This Saturday, February 4, the Corcoran Gallery of Art and College of Art + Design will open Shadows of History: Photographs of the Civil War from the Collection of Julia J. Norrell and Tim Hetherington: Sleeping Soldiers. The First Family got a sneak peek of Shadows of History yesterday during an official visit

Corcoran Gallery of Art's Shadows of History: Photographs of the Civil War from the Collection of Julia J. Norrell (February 4–May 6) explores how photography was used to document the Civil War. The exhibition’s 36 works include early tintype, ambrotype, and cartes-de-visite portraits, rare images of African American regiments, and an installation by contemporary artist Whitfield Lovell.

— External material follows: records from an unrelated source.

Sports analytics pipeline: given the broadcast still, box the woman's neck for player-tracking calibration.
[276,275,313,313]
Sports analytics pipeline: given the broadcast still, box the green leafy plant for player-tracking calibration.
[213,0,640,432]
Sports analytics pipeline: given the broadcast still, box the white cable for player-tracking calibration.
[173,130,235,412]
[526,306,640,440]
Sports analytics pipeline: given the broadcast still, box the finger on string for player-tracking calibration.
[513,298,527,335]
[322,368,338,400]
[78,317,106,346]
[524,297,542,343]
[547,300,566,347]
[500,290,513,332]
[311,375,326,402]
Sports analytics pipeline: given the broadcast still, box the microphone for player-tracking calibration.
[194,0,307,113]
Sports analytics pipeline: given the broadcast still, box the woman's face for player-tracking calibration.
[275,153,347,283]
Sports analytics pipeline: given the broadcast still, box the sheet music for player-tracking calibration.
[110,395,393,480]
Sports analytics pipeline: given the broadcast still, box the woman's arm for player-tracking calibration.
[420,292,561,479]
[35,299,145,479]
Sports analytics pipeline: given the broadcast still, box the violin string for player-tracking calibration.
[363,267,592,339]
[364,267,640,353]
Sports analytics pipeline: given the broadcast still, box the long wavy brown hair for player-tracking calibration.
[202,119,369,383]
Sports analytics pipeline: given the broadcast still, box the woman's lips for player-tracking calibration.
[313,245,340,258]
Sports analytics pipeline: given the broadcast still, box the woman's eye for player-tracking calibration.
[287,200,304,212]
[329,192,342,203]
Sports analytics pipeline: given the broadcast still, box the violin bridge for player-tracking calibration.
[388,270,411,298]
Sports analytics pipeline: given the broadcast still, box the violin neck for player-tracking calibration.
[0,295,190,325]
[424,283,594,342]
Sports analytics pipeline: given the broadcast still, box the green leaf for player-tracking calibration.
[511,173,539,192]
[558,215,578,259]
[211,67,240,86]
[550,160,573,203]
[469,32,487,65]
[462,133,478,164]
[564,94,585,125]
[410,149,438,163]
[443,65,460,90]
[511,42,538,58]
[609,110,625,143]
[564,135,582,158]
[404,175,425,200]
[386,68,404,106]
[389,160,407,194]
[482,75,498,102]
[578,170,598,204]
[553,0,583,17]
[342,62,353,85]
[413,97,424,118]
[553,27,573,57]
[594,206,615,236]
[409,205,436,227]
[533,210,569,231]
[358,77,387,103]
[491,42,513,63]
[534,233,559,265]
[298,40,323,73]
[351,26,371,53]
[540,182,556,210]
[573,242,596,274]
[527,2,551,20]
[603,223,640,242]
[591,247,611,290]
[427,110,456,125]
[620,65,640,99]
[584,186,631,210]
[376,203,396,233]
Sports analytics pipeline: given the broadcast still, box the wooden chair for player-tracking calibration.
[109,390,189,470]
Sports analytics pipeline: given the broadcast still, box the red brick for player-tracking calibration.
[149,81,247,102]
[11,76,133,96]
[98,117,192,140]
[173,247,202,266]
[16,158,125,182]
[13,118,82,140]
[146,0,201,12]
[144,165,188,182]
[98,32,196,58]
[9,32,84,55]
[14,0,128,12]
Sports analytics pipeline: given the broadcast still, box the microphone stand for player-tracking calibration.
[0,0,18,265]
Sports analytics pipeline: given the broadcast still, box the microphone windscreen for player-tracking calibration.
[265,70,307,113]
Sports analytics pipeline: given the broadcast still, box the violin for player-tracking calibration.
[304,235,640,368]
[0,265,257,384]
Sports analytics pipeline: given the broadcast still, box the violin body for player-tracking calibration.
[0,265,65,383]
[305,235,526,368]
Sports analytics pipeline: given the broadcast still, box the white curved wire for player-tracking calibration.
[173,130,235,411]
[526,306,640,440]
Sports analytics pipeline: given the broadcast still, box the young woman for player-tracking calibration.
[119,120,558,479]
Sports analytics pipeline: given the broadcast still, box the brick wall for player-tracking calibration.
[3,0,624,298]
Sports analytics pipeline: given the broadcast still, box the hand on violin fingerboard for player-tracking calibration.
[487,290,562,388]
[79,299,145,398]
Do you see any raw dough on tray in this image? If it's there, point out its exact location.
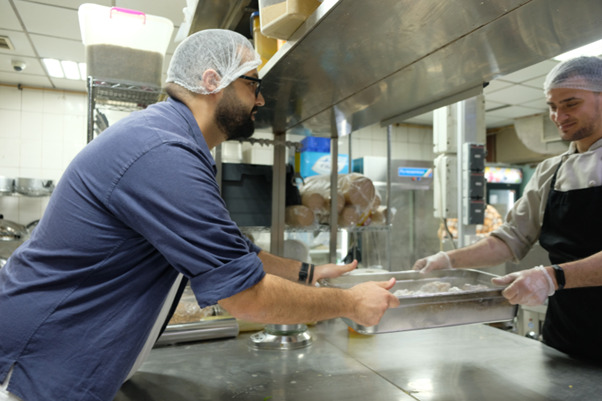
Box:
[393,281,489,297]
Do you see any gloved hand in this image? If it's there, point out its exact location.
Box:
[491,266,555,306]
[412,252,454,273]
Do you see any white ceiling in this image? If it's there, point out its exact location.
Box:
[0,0,556,128]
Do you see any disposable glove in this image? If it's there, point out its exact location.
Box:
[412,252,453,273]
[491,266,554,306]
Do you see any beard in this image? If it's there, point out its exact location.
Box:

Shadows of History is organized by Philip Brookman, Chief Curator and Head of Research at the Corcoran Gallery of Art, and Kaitlin Booher, assistant curator of photography and media arts, and drawn primarily from the collection of Washington collector Julia “Judy” Norrell.

The American Civil War, one of the first conflicts to be extensively documented by photography, for the first time brought home powerful images of human devastation and the destructive impact of war. The photographs in Shadows of History highlight important themes and subject matter in Civil War photography, including the impact of war on the landscape and on people, by some of the most prominent photographers of the day. Images by George Barnard, Issac H. Bonsall, Matthew Brady, Alexander Gardner, James F. Gibson, Frederick F. Gutekunst, Timothy H. O’Sullivan, Andrew J. Russell, D. B. Woodbury, and others, are included. One highlight of the show is an unusual sequence depicting African American soldiers drilling by an unknown photographer.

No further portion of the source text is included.